Member of the Provincial Assembly of Balochistan
- In office 2013–2018

Personal details
- Party: Pakistan Muslim League (N)
- Occupation: Politician

= Santosh Kumar Bugti =

Pakistani politician

Santosh Kumar Bugti (Urdu/) is a Pakistani politician. He served as a member of the Provincial Assembly of Balochistan from 2013 to 2018 on a reserved seat for minorities, and is affiliated with the Pakistan Muslim League (N) (PML-N).

==Background==
Bugti was born to father Narain Das and hails from the Dera Bugti District. He belongs to Balochistan's Hindu community. Prior to entering politics, he was known as a community leader and rights advocate for the Hindu minority.

==Political career==
Bugti has been affiliated with the Pakistan Muslim League (N) and was elected to the Balochistan Provincial Assembly on a reserved seat for minorities in the 2013 election, an office he held until the completion of his term in 2018. During this time, he developed a close association with prime minister Nawaz Sharif. He served as the information secretary of the PML-N's Balochistan wing.
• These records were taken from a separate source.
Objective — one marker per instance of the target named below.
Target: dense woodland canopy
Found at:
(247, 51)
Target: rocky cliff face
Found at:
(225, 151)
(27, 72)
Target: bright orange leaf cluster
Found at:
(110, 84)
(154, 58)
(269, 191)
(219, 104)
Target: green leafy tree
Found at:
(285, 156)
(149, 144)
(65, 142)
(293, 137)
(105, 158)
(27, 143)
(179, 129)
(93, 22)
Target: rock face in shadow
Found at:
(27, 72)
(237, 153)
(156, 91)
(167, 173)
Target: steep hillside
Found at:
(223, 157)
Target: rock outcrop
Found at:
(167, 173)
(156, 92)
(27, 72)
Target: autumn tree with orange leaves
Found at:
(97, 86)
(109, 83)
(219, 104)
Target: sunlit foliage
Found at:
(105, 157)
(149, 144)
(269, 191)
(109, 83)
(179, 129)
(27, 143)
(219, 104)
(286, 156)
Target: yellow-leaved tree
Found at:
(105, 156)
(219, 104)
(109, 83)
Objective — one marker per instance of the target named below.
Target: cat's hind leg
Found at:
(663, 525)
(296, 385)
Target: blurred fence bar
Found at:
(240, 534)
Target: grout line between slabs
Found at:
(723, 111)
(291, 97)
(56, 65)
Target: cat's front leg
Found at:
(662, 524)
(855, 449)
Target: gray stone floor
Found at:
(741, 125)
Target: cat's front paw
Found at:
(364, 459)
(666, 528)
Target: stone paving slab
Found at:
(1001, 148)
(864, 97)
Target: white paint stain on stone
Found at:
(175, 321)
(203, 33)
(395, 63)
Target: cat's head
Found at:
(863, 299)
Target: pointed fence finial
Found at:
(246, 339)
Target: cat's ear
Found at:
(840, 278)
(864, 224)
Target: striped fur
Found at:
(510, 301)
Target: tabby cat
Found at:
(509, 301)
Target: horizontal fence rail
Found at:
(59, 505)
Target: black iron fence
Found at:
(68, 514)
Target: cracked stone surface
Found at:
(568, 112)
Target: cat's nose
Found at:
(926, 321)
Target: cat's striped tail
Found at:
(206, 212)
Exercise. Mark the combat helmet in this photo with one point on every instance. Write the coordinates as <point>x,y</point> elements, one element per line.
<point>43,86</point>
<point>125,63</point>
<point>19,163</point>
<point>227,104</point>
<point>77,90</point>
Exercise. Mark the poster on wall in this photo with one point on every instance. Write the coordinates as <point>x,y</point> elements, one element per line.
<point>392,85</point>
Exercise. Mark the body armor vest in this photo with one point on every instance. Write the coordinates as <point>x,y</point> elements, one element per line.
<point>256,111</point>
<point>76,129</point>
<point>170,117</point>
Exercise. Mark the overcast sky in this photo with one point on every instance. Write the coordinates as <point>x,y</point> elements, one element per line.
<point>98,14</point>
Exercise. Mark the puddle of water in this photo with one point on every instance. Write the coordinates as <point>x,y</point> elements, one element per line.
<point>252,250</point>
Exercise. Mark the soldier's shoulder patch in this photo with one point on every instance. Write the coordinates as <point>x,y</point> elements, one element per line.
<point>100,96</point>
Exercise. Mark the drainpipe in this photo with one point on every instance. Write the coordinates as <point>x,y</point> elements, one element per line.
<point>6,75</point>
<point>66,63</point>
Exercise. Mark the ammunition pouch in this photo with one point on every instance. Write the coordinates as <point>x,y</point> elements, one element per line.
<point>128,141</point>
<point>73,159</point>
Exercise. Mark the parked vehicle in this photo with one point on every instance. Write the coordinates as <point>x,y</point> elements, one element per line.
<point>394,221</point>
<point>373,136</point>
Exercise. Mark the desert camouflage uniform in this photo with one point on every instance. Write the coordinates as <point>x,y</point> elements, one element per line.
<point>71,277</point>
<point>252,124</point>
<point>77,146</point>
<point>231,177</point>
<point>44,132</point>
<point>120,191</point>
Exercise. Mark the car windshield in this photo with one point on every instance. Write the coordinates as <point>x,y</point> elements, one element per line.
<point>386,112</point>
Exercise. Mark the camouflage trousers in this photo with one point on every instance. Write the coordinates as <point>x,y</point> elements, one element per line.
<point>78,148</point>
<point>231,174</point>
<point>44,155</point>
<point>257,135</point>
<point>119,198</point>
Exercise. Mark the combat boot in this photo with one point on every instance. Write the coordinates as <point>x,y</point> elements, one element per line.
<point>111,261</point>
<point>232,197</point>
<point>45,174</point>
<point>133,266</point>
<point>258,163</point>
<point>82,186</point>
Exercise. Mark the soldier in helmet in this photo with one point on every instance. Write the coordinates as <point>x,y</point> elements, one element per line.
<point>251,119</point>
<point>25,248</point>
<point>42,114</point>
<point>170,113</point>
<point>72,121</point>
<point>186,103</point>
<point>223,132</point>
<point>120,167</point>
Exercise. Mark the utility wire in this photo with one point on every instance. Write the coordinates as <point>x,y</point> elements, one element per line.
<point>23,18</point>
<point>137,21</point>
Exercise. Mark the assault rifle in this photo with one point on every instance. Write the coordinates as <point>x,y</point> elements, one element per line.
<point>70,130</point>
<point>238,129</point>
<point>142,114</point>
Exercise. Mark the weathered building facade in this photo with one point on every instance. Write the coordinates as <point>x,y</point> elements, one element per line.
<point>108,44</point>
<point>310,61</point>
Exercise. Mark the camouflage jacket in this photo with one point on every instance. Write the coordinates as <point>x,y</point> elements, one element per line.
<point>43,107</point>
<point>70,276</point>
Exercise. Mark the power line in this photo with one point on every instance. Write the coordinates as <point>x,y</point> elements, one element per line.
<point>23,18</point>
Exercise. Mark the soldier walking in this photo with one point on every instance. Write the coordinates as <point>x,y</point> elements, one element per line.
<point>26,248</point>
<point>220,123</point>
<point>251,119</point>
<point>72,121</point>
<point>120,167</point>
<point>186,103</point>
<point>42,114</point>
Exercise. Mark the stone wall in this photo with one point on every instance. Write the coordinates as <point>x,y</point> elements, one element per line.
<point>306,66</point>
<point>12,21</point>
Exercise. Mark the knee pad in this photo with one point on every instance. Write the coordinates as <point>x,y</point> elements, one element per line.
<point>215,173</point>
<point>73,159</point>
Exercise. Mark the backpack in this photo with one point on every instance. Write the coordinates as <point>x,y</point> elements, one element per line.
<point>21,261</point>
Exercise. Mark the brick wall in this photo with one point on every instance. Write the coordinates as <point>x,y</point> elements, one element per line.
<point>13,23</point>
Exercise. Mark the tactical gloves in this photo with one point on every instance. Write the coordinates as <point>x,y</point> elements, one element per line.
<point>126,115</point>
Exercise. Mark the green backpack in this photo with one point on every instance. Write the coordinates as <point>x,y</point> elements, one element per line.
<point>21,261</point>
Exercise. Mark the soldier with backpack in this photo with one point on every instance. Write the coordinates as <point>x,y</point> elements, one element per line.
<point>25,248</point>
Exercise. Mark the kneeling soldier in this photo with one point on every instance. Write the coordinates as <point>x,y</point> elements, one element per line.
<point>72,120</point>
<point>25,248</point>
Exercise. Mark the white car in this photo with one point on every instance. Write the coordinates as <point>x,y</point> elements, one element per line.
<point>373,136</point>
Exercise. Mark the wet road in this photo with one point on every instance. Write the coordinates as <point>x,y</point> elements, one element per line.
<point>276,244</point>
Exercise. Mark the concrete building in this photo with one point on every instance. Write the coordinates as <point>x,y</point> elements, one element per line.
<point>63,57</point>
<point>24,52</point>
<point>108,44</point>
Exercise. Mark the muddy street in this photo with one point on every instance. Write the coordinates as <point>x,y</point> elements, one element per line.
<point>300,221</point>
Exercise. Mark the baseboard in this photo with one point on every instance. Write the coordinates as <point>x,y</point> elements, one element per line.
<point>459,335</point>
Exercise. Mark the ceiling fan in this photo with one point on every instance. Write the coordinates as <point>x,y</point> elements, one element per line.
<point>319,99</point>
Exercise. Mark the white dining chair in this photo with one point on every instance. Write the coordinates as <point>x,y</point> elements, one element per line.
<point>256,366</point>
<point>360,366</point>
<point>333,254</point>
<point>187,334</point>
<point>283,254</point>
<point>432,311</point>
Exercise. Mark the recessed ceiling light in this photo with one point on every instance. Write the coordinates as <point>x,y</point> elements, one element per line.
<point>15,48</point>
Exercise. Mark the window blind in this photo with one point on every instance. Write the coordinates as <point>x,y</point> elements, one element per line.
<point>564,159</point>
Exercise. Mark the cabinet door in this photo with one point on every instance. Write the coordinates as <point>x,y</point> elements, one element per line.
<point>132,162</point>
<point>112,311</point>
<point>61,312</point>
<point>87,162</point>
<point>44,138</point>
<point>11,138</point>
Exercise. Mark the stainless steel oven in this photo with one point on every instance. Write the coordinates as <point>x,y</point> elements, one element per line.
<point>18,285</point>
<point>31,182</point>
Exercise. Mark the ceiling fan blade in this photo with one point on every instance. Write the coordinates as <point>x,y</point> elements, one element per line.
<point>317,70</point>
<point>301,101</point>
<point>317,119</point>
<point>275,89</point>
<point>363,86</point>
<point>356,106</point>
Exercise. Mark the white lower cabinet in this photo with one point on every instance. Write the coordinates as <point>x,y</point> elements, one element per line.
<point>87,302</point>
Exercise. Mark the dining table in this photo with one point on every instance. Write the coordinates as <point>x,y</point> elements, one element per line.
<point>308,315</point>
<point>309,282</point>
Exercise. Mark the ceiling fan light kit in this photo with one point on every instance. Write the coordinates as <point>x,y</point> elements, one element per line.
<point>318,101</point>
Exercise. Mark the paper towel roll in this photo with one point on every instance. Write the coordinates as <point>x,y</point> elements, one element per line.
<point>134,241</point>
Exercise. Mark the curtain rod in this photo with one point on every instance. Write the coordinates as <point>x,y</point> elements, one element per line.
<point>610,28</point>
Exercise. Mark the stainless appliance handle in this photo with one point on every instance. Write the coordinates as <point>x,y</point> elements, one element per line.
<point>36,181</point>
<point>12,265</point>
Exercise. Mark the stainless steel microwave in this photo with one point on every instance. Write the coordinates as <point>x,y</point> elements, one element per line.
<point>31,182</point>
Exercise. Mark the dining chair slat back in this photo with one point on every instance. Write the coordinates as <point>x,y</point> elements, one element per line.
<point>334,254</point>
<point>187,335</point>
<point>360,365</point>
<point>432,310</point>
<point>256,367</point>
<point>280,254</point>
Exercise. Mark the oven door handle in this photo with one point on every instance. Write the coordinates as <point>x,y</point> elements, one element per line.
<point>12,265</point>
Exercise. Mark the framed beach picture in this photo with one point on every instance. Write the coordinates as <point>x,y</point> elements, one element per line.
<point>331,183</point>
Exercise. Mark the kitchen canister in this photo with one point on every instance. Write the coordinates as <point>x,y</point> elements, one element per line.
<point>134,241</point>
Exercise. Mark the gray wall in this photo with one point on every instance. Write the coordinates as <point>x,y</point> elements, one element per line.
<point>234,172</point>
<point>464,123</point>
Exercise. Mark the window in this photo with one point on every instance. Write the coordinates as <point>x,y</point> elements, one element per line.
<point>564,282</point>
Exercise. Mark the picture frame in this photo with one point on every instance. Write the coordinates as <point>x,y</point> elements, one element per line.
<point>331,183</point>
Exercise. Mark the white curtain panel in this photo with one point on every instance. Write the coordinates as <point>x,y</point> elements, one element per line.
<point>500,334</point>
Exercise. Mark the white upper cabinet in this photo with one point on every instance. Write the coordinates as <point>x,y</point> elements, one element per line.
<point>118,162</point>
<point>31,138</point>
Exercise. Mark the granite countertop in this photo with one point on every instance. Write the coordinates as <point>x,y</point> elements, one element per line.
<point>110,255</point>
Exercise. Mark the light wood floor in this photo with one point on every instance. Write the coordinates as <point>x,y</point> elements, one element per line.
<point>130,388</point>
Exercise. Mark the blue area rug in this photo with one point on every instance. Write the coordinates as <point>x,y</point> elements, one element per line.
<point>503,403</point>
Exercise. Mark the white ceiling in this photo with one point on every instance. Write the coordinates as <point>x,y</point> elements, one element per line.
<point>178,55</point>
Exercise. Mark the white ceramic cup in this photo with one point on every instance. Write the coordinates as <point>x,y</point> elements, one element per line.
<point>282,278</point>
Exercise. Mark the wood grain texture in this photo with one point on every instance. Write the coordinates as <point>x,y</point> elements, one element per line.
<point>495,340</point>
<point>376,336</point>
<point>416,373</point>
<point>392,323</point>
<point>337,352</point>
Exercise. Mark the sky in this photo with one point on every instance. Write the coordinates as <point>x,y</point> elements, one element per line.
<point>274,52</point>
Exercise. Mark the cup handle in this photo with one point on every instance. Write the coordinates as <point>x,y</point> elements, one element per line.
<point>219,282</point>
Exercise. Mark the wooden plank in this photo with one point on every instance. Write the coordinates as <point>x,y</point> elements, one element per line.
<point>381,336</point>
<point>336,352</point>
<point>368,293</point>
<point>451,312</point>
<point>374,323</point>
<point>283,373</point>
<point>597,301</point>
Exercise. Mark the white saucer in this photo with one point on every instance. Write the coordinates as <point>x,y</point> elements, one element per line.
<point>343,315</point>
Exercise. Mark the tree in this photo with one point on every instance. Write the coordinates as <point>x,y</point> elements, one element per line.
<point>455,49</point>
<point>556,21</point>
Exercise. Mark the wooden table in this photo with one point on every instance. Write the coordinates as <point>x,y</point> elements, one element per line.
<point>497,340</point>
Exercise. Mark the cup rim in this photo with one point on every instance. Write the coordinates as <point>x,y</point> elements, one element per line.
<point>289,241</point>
In November 2014, Bugti's legislature membership was revoked by the Election Commission of Pakistan following a reference filed against him by PML-N Balochistan leader Sanaullah Khan Zehri on grounds of non-attendance of assembly proceedings. It was reported that political differences had also developed between Bugti and the provincial PML-N leadership at the time. However, Bugti received backing from Sharif and challenged the verdict in the Supreme Court of Pakistan. He won the case and his membership was reinstated.

In March 2022, Bugti visited Sharif at his residence in London and assured him of the Hindu community's support in a meeting later publicised in the media.